Sorry for making you all stay around for the 10 PM News. 1/2 the time I’m going to bed by then anyways, so no comment on last night’s episode. Also, truth be told, I now have no idea when the local food segment will air–I’ve left a message for the WBBM Producer and will update/when I know more.
If you’re on Twitter, you know that today was ramp day in Chicago as Spence Farm dropped off ramps at a whole host of Chicago area restaurants. Chef Mendez frying some lake perch and serving them with some ramp aioli. Mado, which just today got awarded Best BYO and Best Dessert by the Reader (and where my wife apprentices) is doing, according to my wife, “something porky” with the ramps and also using them in a pasta–today, you never know what the Mado menu will be tomorrow.
Not on the drop-off list for ramps, I went the other way, getting some old cabbage that rather showed up at the Downtown Farmstand from Wisconsin’s Harvest Moon Organics. I never get tired of making slaw though. I do hear that there may be some ramps at a special ramp edition of Green City Market this Saturday. If not, Whole Foods usually gets a boatload of ramps from Wisconsin’s Harmony Valley Farm later in the spring.

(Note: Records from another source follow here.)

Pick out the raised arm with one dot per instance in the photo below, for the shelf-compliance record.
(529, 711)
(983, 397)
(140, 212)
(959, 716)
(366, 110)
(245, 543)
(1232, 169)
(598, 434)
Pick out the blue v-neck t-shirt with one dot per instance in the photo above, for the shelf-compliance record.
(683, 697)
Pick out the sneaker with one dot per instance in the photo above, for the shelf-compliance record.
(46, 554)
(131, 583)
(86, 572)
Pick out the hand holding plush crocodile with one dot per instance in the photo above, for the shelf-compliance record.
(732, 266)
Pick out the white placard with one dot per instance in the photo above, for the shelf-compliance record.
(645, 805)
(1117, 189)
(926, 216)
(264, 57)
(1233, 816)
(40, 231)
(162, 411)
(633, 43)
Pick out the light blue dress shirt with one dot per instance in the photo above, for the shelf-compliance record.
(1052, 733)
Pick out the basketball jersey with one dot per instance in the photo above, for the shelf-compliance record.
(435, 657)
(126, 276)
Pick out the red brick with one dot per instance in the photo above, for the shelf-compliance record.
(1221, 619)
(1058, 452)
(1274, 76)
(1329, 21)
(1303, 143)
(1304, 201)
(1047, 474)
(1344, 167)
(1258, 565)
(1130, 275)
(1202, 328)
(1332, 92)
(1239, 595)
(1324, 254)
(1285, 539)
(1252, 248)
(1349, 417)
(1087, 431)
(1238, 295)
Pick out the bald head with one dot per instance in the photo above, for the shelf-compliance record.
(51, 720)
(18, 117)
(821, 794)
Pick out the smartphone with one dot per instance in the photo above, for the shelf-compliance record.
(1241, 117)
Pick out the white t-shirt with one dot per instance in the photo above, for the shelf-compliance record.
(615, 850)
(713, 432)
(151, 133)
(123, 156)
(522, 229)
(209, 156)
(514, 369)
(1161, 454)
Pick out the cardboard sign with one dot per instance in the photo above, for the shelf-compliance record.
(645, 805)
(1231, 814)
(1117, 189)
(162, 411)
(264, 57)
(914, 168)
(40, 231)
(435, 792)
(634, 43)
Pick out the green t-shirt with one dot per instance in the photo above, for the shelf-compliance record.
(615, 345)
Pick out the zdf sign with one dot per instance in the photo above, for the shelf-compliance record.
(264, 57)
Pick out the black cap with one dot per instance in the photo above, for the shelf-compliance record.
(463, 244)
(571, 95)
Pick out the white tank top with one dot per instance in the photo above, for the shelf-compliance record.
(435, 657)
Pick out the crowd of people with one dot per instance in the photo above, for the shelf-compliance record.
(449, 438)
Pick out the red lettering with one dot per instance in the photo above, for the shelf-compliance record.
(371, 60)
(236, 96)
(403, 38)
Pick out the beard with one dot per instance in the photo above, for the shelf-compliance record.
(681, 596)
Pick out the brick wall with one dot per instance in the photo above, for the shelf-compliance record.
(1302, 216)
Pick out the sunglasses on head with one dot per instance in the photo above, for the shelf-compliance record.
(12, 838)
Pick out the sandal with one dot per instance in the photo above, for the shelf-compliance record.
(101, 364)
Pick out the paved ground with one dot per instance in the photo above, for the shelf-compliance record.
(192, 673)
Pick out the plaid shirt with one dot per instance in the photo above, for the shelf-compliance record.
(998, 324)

Speaking of Wisconsin, we had a real taste of Wisconsin last night. A salad with frost kissed spinach from Snug Haven Farms, bacon and eggs (hard boiled) from the Dane County Market.
Speaking of rocket, have you stopped calling arugula arugula? Me, I did not do the rocket so proud with dish I cooked up this week. We have this Meyer Lemons my wife picked up at Whole Foods. I had this idea that a salad of rocket, Meyer lemon segments and Sarvechio cheese would work, the way that Chef Levitts salads always seem to work. Nope. The Meyer lemons somehow added an unneeded dose of bitterness to the thing.
For a taste of what Spring tastes like, without ramps, head to Cassie’s Green Grocer. She has the most precious looking chard and collards you’ll ever seen, grown here in Chicago by Windy City Harvest. She also has bags of lettuce from them.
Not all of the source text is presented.